I have done some searching but I cannot seem to be able to find a reasonable way to sample from a truncated normal distribution.
Without truncation I was doing:
samples = [np.random.normal(loc=x,scale=d) for (x,d) in zip(X,D)]
X and D being lists of floats.
Currently I am implementing truncation as such:
def truncnorm(loc,scale,bounds):
s = np.random.normal(loc,scale)
if s > bounds[1]:
return bounds[1]
elif s < bounds[0]:
return bounds[0]
return s
samples = [truncnorm(loc=x,scale=d,bounds=b) for (x,d,b) in zip(X,D,bounds)]
bounds being a list of tuples (min,max)
This approach feels a little awkward, so I'm wondering if there is a better way?
Returning the value of the bounds for samples outside them, will result in too many samples falling on the bounds. This is not representative of the actual distribution. The values on the bounds need to be rejected and replaced by a new sample. Such code could be:
def test_truncnorm(loc, scale, bounds):
while True:
s = np.random.normal(loc, scale)
if bounds[0] <= s <= bounds[1]:
break
return s
This can be extremely slow given narrow bounds. Scipy's truncnorm handles such cases more efficiently. A bit surprisingly, the bounds are expressed in function of the standard normal, so your call would be:
s = scipy.stats.truncnorm.rvs((bounds[0]-loc)/scale, (bounds[1]-loc)/scale, loc=loc, scale=scale)

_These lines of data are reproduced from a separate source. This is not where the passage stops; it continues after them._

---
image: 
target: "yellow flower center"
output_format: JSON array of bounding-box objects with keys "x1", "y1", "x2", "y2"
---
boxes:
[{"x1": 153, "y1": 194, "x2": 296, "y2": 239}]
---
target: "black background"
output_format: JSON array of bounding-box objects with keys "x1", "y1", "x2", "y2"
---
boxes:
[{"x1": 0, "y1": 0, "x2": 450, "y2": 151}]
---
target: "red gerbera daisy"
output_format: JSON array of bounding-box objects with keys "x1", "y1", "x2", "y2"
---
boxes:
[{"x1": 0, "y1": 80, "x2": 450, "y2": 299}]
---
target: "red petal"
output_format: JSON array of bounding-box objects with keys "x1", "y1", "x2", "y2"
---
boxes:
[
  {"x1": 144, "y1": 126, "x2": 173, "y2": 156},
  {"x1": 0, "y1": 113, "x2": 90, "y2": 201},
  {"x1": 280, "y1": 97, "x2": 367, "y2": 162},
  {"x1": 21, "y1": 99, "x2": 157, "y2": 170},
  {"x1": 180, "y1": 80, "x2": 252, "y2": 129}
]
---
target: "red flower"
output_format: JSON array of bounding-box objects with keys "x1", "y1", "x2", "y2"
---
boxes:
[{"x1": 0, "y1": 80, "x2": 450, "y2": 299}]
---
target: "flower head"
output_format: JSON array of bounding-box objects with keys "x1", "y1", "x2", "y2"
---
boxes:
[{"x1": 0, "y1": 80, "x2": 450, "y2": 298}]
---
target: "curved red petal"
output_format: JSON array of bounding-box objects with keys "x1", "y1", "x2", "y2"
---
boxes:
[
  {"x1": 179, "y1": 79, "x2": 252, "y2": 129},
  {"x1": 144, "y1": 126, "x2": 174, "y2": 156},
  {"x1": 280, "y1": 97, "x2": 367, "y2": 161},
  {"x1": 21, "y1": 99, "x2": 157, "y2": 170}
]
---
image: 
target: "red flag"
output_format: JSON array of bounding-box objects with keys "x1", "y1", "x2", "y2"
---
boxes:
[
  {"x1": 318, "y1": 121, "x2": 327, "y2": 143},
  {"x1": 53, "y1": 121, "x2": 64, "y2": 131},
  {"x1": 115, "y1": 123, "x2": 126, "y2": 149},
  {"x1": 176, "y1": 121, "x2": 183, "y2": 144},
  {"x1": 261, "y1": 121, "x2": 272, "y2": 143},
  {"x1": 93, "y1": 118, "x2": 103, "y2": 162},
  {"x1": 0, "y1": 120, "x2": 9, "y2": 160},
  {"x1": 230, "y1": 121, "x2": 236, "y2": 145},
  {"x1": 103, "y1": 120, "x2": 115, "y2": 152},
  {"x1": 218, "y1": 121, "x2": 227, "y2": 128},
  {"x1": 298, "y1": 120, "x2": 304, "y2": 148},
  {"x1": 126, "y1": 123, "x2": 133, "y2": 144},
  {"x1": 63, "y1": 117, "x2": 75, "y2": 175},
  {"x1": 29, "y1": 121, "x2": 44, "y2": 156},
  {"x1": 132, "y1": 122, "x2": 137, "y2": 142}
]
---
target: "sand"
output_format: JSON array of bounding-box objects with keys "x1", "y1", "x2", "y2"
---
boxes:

Note that scipy works much faster when making use of numpy's vectorization and broadcasting. And once you're used to the notation, it also looks simpler to write and read. All samples can be calculated in one go as:
X = np.array(X)
D = np.array(D)
bounds = np.array(bounds)
samples = scipy.stats.truncnorm.rvs((bounds[:, 0] - X) / D, (bounds[:, 1] - X) / D, loc=X, scale=D)